Measures the strength and direction of a linear relationship between two variables.

Answers the question:

- How strong is the linear relationship between two variables?

When to Use | Purpose |
---|---|

Start of project | Helps develop alternative measurement systems in cases when a variable is difficult or expensive to measure; highly correlated and logically linked alternative variables can be used as substitute variables. |

Mid-project | Assess if an input (X) has a strong linear relationship with an output (Y) to help eliminate noncritical X's from consideration. |

Mid-project | Evaluate two inputs to identify whether they duplicate the same information. For example, inputs of "Degree Obtained" and "Years of School" are likely to explain the same variation of the output, so one of them may be eliminated. This is used primarily in multiple regression with many variables. |

Two or more numeric variables (Y versus X or X1 versus X2, and so on)

Collect numeric data and enter it in a Minitab worksheet, one column per variable.

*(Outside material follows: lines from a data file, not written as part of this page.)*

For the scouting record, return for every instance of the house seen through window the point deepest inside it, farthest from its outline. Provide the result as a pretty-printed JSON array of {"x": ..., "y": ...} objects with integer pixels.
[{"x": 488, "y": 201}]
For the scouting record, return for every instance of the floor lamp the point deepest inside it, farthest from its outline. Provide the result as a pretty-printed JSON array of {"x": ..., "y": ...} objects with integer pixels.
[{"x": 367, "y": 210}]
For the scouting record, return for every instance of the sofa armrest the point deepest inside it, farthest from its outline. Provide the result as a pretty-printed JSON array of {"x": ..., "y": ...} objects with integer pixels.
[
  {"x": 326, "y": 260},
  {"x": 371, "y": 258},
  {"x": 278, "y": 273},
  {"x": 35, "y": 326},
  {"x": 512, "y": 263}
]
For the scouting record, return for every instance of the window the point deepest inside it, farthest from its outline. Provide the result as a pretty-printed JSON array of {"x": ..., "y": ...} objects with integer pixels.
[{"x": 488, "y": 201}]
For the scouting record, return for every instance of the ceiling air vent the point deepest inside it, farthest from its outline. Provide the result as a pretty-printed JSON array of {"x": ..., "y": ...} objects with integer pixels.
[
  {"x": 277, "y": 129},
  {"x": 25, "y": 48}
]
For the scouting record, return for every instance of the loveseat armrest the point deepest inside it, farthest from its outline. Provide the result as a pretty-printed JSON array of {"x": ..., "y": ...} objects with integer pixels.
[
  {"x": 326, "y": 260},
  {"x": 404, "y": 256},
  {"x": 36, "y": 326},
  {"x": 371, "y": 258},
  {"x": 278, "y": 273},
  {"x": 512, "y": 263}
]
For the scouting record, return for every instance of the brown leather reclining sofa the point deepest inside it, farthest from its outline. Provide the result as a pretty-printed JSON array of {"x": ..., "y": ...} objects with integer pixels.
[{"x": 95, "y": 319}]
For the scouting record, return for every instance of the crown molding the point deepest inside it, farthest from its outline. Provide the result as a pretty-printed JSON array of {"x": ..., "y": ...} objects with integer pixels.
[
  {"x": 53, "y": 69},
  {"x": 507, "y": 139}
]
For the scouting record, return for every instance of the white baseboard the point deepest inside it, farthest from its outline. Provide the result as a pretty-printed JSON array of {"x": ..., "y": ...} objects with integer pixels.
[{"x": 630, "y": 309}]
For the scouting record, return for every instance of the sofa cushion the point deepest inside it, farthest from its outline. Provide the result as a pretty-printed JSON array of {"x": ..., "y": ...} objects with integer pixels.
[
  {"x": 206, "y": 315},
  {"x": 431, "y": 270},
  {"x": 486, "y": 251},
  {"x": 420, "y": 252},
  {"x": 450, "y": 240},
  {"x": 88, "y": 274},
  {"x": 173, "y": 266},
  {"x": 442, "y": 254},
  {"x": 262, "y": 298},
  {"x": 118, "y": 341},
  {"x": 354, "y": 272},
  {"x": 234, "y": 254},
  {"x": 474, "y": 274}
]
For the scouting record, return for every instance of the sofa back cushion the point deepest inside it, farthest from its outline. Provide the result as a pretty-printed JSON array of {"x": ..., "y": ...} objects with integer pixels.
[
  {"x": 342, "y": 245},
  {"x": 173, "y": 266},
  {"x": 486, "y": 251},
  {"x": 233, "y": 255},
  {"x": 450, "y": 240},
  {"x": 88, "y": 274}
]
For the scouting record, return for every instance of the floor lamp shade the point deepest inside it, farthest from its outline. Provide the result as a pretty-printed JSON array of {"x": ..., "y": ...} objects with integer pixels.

- Correlation does not imply causation. Shark attacks and ice cream sales in Florida are highly correlated, but one does not cause the other.
- Pearson’s correlation measures strength and direction of a linear model; it cannot evaluate quadratics, cubics, and so on. To evaluate nonlinear models or to identify outliers, use a fitted line plot instead.
- Minitab provides a p-value to determine the statistical significance of the correlation; however, the practical significance depends on the situation.
- Discrete variables should have at least 10 distinct values.